Seri Membangun Bangsa

THE WAHANA DHARMA NUSA CENTER [WDN_Center]

Seri Membangun Bangsa :

"Membangun spirit, demokrasi, konservasi sumber daya,

nasionalisme, kebangsaan dan pluralisme Indonesia ."

==============================================

[Spiritualism, nationalism, resources, democration & pluralism Indonesia
quotient]

Memasuki Tahun-tahun produktif, efisien dan efektif.

"Belajar menyelamatkan sumberdaya negara untuk kebaikan rakyat Indonesia "

IJ Kasimo, Jawa yang Mengindonesia

Oleh: ST. Sularto

Siapakah Kasimo? Kecuali diingat sambil tertunduk hormat saat menyebut
nama itu, orang spontan teringat pada sosok yang senantiasa tersenyum
lebar, berbadan kekar, biasa berpakaian Jawa tradisional lengkap,
pendiri dan Ketua Partai Katolik (1924-1960), penganut Katolik yang
religius, politisi yang tidak gegap gempita revolusioner, terjun ke
bidang politik sebagai pengabdian untuk rakyat dengan penuh pengorbanan
diri.

Siapa lagi Kasimo?

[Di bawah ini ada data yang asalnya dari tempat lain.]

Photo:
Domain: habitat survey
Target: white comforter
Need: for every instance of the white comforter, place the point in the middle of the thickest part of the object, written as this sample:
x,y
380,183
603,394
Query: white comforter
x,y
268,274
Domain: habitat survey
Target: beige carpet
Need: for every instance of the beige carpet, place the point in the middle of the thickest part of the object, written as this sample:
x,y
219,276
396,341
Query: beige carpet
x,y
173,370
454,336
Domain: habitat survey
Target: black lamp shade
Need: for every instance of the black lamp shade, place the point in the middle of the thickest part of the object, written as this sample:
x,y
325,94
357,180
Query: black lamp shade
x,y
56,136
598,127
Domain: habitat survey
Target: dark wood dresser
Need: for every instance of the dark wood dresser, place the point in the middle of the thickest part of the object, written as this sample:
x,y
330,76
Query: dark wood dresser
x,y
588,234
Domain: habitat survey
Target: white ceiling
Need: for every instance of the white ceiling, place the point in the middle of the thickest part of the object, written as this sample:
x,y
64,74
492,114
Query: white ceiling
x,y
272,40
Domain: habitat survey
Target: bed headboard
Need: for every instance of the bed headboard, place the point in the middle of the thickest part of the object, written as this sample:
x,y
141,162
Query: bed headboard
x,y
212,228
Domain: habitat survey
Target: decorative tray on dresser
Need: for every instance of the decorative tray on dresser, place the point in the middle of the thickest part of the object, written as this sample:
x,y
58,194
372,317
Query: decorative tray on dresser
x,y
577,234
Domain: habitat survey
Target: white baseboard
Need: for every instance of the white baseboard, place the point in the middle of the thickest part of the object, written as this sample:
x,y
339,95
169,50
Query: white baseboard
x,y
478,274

Dari sekian buku yang terserak terkait dengan Kasimo,
terbaru mungkin buku Gerry van Klinken, Minoritas, Modernity and the
Emerging Nation: Christian in Indonesia , KITLV, 2003. Buku itu
diindonesiakan dengan judul 5 Pengaruh Bangsa yang Terlupa Nasionalisme
Minoritas Kristen, LkiS, terbit beberapa minggu lalu.

Gerry, yang belakangan ini dikenal sebagai salah satu indonesianis,
menemukan tesis penting yang menyebutkan keterlibatan kaum minoritas
Kristen dalam perjuangan kemerdekaan Indonesia .

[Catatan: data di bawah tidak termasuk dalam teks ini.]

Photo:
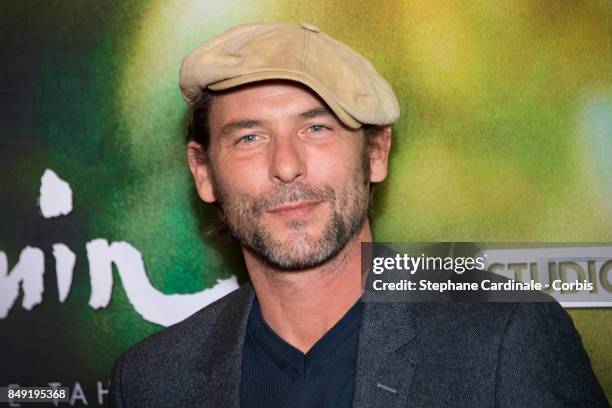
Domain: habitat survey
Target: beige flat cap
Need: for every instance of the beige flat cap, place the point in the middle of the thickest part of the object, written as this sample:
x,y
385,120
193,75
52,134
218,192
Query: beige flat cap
x,y
344,79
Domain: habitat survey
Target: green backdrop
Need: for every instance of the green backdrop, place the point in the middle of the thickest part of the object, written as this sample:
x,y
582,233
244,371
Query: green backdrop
x,y
505,135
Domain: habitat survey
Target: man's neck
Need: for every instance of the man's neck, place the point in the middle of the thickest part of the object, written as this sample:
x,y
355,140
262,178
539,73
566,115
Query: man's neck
x,y
301,306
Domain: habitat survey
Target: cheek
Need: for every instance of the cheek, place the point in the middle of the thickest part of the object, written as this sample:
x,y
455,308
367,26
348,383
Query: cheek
x,y
334,165
242,176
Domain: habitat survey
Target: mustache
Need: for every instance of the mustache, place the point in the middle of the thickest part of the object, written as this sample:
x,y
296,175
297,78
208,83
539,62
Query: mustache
x,y
288,193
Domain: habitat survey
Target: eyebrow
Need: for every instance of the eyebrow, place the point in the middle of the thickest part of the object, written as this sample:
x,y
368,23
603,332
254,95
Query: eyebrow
x,y
230,127
313,113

Selain Kasimo dan Albertus Soegijopranata SJ dari Jawa, juga Toedoeng
Soetan Goenoeng Moelia dan Amir Syarifuddin dari Sumatera, serta Ratu
Langie dari Sulawesi . Berangkat dari latar belakang yang berbeda-beda,
dengan cara masing-masing, kelimanya memiliki jasa besar dalam
memperjuangkan kemerdekaan Indonesia .

Mereka berlima menempuh cara tidak populer di kalangan nasionalis,
ditegaskan oleh Adnan Buyung Nasution sebagai kompromistis, tetapi
berjuang lewat birokrasi dan parlemen. Kasimo, Moelia, dan Ratu Langie
berjuang lewat parlemen Volksraad.

Soegiyapranata lewat institusi Gereja Katolik, dan barangkali dari
mereka berlima tergolong radikal dan terlibat langsung dengan gerakan
nasionalis popular hanya Amir Syarifuddin.

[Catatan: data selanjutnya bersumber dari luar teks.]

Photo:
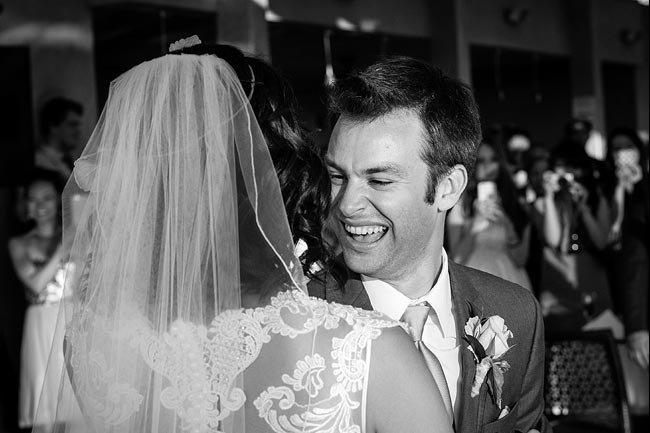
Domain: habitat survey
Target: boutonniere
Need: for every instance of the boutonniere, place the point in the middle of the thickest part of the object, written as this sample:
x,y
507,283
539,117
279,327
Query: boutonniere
x,y
488,342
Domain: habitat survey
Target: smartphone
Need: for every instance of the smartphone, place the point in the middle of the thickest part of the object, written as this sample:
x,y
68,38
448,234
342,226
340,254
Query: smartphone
x,y
486,190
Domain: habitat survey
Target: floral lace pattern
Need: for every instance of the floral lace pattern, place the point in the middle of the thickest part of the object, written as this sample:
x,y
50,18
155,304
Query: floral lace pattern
x,y
202,366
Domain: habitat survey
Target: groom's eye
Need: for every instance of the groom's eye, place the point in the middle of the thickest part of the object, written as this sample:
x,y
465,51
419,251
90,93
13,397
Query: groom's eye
x,y
380,182
336,178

Penelitian Klinken menyentakkan kealpaan kita akan sumbangan dan darma
bakti kaum minoritas dalam perjuangan Indonesia Merdeka. Memang sejarah
kepahlawanan tidak lagi didominasi kaum militer, tetapi masih perlu
diketengahkan yang lain, di antaranya mengangkat keterlibatan
tokoh-tokoh minoritas.

Oleh karena itu, kalau Indonesia sejak awalnya adalah majemuk dalam
segala hal, apakah memang selama ini tidak ada pejuang atau pahlawan
dari kelompok Hindu dan Buddha? Dalam konteks itu, Klinken menyibak
kealpaan, bahwa sumbangan para pejuang dari semua agama dan latar
belakang dalam Indonesia Merdeka adalah sama.

Gelar pahlawan nasional

Dua seminar tentang Kasimo dengan pembicara dan peserta berbeda-beda, 8
Oktober dan 12 Oktober, awalnya dimulai dengan pertanyaan, perlukah
Kasimo memperoleh gelar pahlawan nasional? Semua panelis dan ditunjang
beberapa peserta berpendapat sama, mendukung pencalonan Kasimo sebagai
pahlawan nasional.

Menurut Bambang Purwanto, sebagai seorang menteri dan pejabat negara,
nama Kasimo menguap dari panggung catatan sejarah Indonesia seiring
dengan hilangnya kepercayaan negara terhadap pertanian sebagai sumber
kemakmuran rakyat dan hilangnya kejujuran sebagai nilai dasar dalam
hidup berbangsa dan bernegara.

Hak kepahlawanan Kasimo bukan karena kekatolikannya, tetapi karena
kemampuannya menghadirkan inspirasi kejujuran, keindonesiaan, dakeutuhan
Indonesia .

Pahlawan muncul ketika realitas masa lalu bertransformasi dengan bagian
dari sistem nilai dan budaya dalam masyarakat kekinian. Kasimo sudah
dengan sendirinya adalah pahlawan dari sumbangsih yang diberikan mulai
dari keterlibatannya di bidang politik sejak 1930-an, berbagai jabatan
menteri yang disandangnya, bahkan sesudahnya. Dalam ranah bicara ini,
ketika gelar pahlawan adalah representasi pengakuan publik, gelar-gelar
kepahlawanan perlu, termasuk di antaranya Kasimo.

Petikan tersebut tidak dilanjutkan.